Essay on Demographic Transition

The demographic transition is a historically rapid decline in fertility and mortality, as a result of which the reproduction of the population reduces to a simple replacement of generations (Dyson, 2010). This process is part of the transition from traditional society (which is characterized by high fertility and high mortality) to the modern one.

The concept of demographic transition has become particularly popular due to the demographic changes that occurred after the World War II in the countries that freed themselves from colonialism (Dyson, 2010). As a result of a significant reduction in mortality (at first, mainly due to successful epidemic control activities) and steadily high level of fertility, population growth sharply accelerated in these countries, which was called demographic explosion. It has been found that similar changes occurred mainly in the 19th century is presently economically developed countries, but there a sharp acceleration of population growth was accompanied by a decline in fertility and eventually stabilization of population growth (Dyson, 2010; Reher, 2012). On the other hand, quite rapid decline in fertility is currently observed in the Third World countries, many of which (e.g., Iran) are already quite close to completing the demographic transition (Reher, 2012).

The concept of demographic transition includes four successive stages in the demographic history of mankind. Let us denote the fertility rate by F(x), the mortality rate by M(x), then the increase in birth rate will be F'(x), and in mortality rate – M'(x) (Dyson, 2010).

At the first stage, the decline in fertility rate is lower than that in mortality rate (F'(x)> M'(x)), hence the natural increase rate is maximum. By 1925 the industrially developed countries passed this stage.

At the second stage, death rate decreases and reaches its minimum (M'(x)=0, (min)), while birth rate falls faster than death rate (F'(x)<M'(x)), which slows down population growth and leads to demographic aging of population.

At the third stage, the mortality rate grows (M(x) increases) (due to population aging), while decline in the fertility rate slows (F'(x) decreases). By the end of the third stage, the fertility rate is approximately equal to the level of simple reproduction, and mortality rate is below this level. (F(x) ≈ 2.1, M(x) < 2.1, where 2.1 is the level of simple reproduction).

Finally, at the fourth stage, the mortality rate goes up (M(x) increases), and becomes equal to the fertility rate: (M(x) = F(x)).

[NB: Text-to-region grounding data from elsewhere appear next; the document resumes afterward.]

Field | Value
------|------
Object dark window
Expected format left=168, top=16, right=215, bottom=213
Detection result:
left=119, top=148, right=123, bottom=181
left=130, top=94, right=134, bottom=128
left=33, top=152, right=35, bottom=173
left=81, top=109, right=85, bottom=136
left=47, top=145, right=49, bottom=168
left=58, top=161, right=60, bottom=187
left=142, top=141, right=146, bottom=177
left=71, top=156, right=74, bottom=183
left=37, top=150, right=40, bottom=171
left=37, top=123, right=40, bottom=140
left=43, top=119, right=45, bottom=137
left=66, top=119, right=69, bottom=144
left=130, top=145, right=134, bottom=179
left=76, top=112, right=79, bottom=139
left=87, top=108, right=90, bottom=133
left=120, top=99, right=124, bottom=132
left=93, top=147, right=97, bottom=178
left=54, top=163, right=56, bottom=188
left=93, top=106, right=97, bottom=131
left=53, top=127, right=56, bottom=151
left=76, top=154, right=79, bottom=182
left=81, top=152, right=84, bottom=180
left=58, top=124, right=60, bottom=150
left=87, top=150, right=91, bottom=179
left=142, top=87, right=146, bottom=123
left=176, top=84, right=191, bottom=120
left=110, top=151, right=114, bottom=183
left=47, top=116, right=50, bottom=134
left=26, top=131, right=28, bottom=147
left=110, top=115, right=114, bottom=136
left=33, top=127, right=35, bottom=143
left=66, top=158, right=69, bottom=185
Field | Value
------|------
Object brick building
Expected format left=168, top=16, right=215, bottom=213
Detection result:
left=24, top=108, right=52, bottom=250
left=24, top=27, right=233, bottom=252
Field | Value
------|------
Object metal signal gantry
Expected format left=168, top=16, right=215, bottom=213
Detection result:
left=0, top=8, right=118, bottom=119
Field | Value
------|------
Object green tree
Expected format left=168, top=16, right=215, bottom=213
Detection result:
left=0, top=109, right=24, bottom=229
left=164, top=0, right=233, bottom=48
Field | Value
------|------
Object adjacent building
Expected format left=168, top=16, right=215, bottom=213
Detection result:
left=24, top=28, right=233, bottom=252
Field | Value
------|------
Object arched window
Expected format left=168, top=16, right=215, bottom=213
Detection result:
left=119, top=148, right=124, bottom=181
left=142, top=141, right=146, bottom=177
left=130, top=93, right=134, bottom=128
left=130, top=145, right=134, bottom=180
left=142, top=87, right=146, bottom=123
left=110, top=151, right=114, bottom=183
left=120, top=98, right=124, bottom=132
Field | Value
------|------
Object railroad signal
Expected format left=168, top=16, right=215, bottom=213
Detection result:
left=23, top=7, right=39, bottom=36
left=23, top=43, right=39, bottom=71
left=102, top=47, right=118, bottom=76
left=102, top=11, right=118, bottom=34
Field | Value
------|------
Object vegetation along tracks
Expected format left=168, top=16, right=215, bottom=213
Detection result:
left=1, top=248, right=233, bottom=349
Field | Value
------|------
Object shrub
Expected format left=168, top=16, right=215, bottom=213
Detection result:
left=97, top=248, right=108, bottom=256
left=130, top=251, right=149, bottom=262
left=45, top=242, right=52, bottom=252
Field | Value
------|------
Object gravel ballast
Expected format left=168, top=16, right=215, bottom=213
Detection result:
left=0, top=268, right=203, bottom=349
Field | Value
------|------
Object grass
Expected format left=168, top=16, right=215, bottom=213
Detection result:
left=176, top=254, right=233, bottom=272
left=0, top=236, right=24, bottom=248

The process of population stabilization completes.

The beginning of the demographic transition is associated with the beginning of modernization processes leading to an increase in production of GDP per capita, improved quality of nutrition, sanitation, quality and accessibility of health care, etc., which in turn leads to a significant increase in life expectancy and fall of mortality rates (Dyson, 2010; Reher, 2012; Newson et al., 2005). Modernization processes lead ultimately to the least significant decline of fertility, but this happens with a noticeable delay. Urbanization and industrial labor destroys the type of behavior when the birth of children made economic sense, and leads to reduced fertility, and the more generations lived in the city after the migration from the countryside, the lower the birth rate is.

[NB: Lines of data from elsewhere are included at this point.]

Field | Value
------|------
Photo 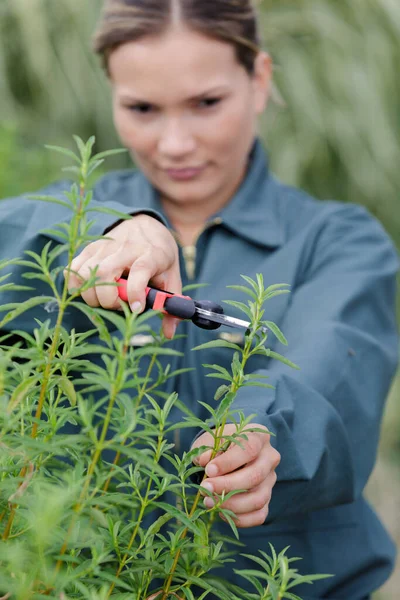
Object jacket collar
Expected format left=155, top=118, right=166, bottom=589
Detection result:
left=135, top=138, right=284, bottom=249
left=214, top=138, right=284, bottom=248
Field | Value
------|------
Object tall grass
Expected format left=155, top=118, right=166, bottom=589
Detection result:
left=259, top=0, right=400, bottom=248
left=1, top=0, right=399, bottom=243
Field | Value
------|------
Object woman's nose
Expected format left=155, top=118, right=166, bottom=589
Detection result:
left=157, top=117, right=196, bottom=159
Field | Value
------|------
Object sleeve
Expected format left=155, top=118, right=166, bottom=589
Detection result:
left=0, top=178, right=167, bottom=336
left=230, top=204, right=399, bottom=522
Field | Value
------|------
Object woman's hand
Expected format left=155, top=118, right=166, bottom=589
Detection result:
left=66, top=215, right=181, bottom=338
left=191, top=424, right=281, bottom=528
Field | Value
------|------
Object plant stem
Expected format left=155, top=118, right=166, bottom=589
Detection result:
left=161, top=302, right=264, bottom=599
left=54, top=343, right=129, bottom=575
left=106, top=430, right=164, bottom=598
left=100, top=352, right=158, bottom=497
left=2, top=187, right=85, bottom=541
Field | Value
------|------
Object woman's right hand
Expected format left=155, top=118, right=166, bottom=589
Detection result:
left=66, top=214, right=182, bottom=339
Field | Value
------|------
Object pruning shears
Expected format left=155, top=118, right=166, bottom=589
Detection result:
left=117, top=279, right=268, bottom=335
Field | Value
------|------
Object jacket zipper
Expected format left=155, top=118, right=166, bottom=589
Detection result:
left=171, top=217, right=222, bottom=512
left=175, top=217, right=222, bottom=281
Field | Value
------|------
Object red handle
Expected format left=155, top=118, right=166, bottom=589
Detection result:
left=116, top=278, right=196, bottom=319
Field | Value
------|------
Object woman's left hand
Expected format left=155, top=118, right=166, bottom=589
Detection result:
left=191, top=424, right=281, bottom=528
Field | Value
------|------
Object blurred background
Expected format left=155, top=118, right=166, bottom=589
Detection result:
left=0, top=0, right=399, bottom=596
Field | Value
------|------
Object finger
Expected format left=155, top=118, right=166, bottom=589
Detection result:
left=126, top=250, right=169, bottom=312
left=220, top=502, right=270, bottom=529
left=152, top=270, right=182, bottom=339
left=77, top=257, right=119, bottom=308
left=162, top=316, right=181, bottom=340
left=93, top=253, right=133, bottom=309
left=66, top=242, right=102, bottom=289
left=196, top=449, right=213, bottom=467
left=205, top=432, right=267, bottom=478
left=204, top=471, right=277, bottom=514
left=190, top=432, right=215, bottom=457
left=202, top=449, right=277, bottom=496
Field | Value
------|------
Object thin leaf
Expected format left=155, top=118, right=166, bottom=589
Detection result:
left=91, top=148, right=128, bottom=161
left=45, top=144, right=80, bottom=163
left=263, top=321, right=288, bottom=345
left=268, top=350, right=300, bottom=370
left=214, top=384, right=230, bottom=401
left=152, top=501, right=202, bottom=536
left=0, top=296, right=55, bottom=327
left=27, top=194, right=71, bottom=209
left=226, top=284, right=257, bottom=301
left=58, top=376, right=77, bottom=407
left=192, top=340, right=242, bottom=352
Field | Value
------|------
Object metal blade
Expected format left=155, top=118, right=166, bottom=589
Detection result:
left=195, top=307, right=268, bottom=335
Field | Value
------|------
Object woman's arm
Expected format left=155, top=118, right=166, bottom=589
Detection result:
left=215, top=204, right=399, bottom=521
left=0, top=178, right=181, bottom=338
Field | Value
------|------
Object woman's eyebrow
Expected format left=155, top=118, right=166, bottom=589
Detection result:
left=119, top=86, right=230, bottom=104
left=187, top=85, right=230, bottom=100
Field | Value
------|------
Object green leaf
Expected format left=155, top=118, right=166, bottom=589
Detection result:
left=263, top=321, right=288, bottom=345
left=223, top=299, right=252, bottom=319
left=192, top=340, right=242, bottom=352
left=0, top=296, right=55, bottom=328
left=7, top=375, right=38, bottom=413
left=62, top=166, right=81, bottom=176
left=91, top=148, right=128, bottom=161
left=286, top=573, right=333, bottom=589
left=203, top=363, right=232, bottom=378
left=268, top=350, right=300, bottom=370
left=243, top=381, right=274, bottom=389
left=152, top=501, right=202, bottom=536
left=240, top=275, right=259, bottom=292
left=182, top=282, right=210, bottom=293
left=220, top=509, right=239, bottom=539
left=73, top=134, right=88, bottom=159
left=58, top=376, right=77, bottom=407
left=86, top=206, right=131, bottom=221
left=87, top=159, right=105, bottom=178
left=215, top=391, right=237, bottom=420
left=214, top=384, right=230, bottom=401
left=206, top=372, right=232, bottom=382
left=145, top=512, right=174, bottom=539
left=264, top=283, right=291, bottom=293
left=27, top=194, right=71, bottom=209
left=226, top=284, right=257, bottom=301
left=108, top=444, right=166, bottom=476
left=45, top=144, right=80, bottom=163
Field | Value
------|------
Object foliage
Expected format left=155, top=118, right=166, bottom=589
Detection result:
left=0, top=123, right=62, bottom=197
left=0, top=138, right=328, bottom=599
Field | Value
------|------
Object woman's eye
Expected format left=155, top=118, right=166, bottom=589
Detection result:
left=198, top=97, right=221, bottom=109
left=127, top=103, right=153, bottom=114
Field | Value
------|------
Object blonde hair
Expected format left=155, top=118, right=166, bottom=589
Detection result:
left=93, top=0, right=261, bottom=75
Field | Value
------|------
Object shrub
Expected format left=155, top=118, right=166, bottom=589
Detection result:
left=0, top=139, right=327, bottom=599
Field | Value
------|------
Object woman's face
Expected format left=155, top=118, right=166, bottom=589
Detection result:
left=109, top=27, right=271, bottom=213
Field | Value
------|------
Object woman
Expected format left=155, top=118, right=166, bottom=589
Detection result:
left=0, top=1, right=398, bottom=598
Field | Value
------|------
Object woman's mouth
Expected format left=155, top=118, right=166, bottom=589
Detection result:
left=165, top=165, right=205, bottom=181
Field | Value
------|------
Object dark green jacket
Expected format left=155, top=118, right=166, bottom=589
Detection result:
left=0, top=140, right=398, bottom=599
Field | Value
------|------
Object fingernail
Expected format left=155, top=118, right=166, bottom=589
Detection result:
left=204, top=497, right=215, bottom=509
left=206, top=464, right=218, bottom=477
left=131, top=301, right=142, bottom=312
left=201, top=481, right=214, bottom=494
left=171, top=322, right=177, bottom=338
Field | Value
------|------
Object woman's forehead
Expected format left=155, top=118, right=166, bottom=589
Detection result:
left=108, top=28, right=245, bottom=98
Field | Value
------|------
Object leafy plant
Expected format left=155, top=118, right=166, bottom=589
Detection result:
left=0, top=138, right=328, bottom=599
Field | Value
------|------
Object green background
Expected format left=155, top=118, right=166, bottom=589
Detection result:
left=0, top=1, right=399, bottom=596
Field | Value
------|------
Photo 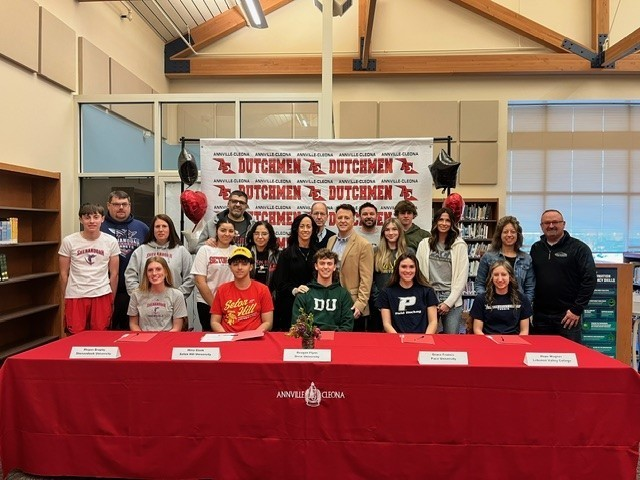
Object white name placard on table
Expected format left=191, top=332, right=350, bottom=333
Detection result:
left=418, top=351, right=468, bottom=365
left=70, top=346, right=121, bottom=359
left=524, top=352, right=578, bottom=367
left=172, top=347, right=221, bottom=361
left=283, top=349, right=332, bottom=363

Modern people prefer to bring up only one or two quality children, since a large number of children in the family usually adversely affects their educational level and future career. In addition, long-term education leads to increase of the average age of women having the first child (from 16 to 25 and older). As Newson et al. (2005) state, increased independence and education of women is a major factor in fertility decline: as the major burden of bringing children up lies on women, they are objectively not interested in having many children. The pension system also contributes to reduced fertility, as people are no longer so vitally interested in the having a large number of children who would help in their old age.

Currently, developing countries are at stages 2 and 3, the developed ones have passed to the stage 4, the demographic transition has already completed, population has stabilized and will not growth any more regardless of conditions. In our opinion, there could be marked three living conditions and impacts in developed countries that have reached phase IV, which distinguish the n developing countries that remain in earlier phases:

1) Information and high technology. Mankind has accumulated so much information that its quantity transferred into quality influencing the demographic curve. The information worked through technology, making life convenient and comfortable, and it changed the trend of uncontrolled reproduction.

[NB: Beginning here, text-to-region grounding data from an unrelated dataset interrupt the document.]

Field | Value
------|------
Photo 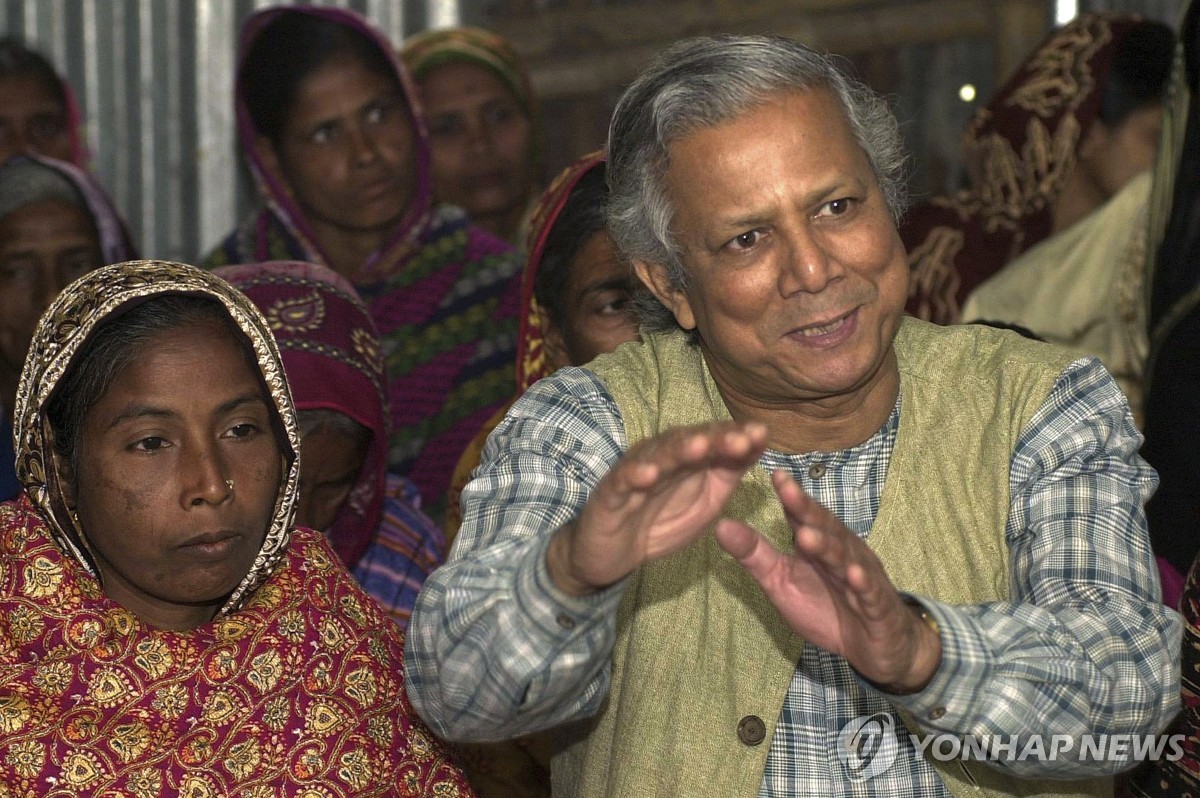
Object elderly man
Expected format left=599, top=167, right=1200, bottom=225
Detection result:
left=405, top=35, right=1180, bottom=797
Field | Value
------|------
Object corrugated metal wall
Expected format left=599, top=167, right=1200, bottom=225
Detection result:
left=0, top=0, right=1179, bottom=262
left=0, top=0, right=450, bottom=263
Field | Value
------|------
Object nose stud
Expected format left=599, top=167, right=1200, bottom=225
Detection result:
left=225, top=479, right=235, bottom=493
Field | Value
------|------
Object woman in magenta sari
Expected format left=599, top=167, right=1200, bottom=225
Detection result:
left=204, top=6, right=522, bottom=523
left=0, top=259, right=472, bottom=795
left=217, top=260, right=446, bottom=631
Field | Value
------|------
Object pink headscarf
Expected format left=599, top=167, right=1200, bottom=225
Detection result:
left=215, top=261, right=387, bottom=570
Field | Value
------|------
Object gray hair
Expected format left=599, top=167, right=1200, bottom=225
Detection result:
left=0, top=155, right=86, bottom=222
left=606, top=35, right=910, bottom=333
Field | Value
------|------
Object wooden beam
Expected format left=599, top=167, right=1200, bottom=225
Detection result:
left=494, top=0, right=1048, bottom=100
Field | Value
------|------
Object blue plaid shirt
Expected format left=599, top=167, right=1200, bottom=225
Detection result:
left=406, top=357, right=1181, bottom=795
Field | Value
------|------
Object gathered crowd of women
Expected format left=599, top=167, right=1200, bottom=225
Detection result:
left=1, top=2, right=1199, bottom=796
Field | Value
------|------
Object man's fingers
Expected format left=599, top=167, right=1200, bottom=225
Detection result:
left=773, top=469, right=839, bottom=530
left=714, top=519, right=782, bottom=582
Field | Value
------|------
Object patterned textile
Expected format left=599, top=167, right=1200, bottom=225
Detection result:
left=442, top=151, right=606, bottom=542
left=0, top=416, right=14, bottom=502
left=400, top=26, right=542, bottom=171
left=0, top=153, right=137, bottom=502
left=215, top=261, right=447, bottom=630
left=351, top=474, right=447, bottom=632
left=0, top=501, right=470, bottom=797
left=901, top=13, right=1143, bottom=324
left=1123, top=556, right=1200, bottom=797
left=203, top=5, right=522, bottom=523
left=405, top=357, right=1176, bottom=795
left=0, top=259, right=473, bottom=796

2) Full birth control: the development of affordable and diverse means of contraception, as well as the transition from a random method to conscious planning of birth of each child.

3) Liberal system of values and the disintegration of traditional ideologies in the modern world, leading to fundamental changes in the institution of marriage: the decline of the family institute, that is, wide spreading of legally unregistered forms of marriage and alternative forms of family, the transition from children-centered family model to the individualistically oriented mature couple of partners with one child (Newson et al., 2005).

In future, at the end of the demographic revolution by the end of the 21st century, the general aging of world population will occur (Reher, 2012; Dyson, 2010). If the number of children in fertile nations is also to decrease and become less than the number necessary for the reproduction of population, this situation could lead to a crisis of human development on a global scale (Reher, 2012). The saving path of development can only be associated with knowledge, culture and science, reorganization of economic, political and scientific space, demilitarization of states. In our view, such a social order of today to the future should be fulfilled by the educational system, primarily aimed at educating the most capable and responsible society: this is what the hopes of humanity are connected with and this is what provides grounds for historic optimism as the society comes out of the tumultuous era of demographic revolution.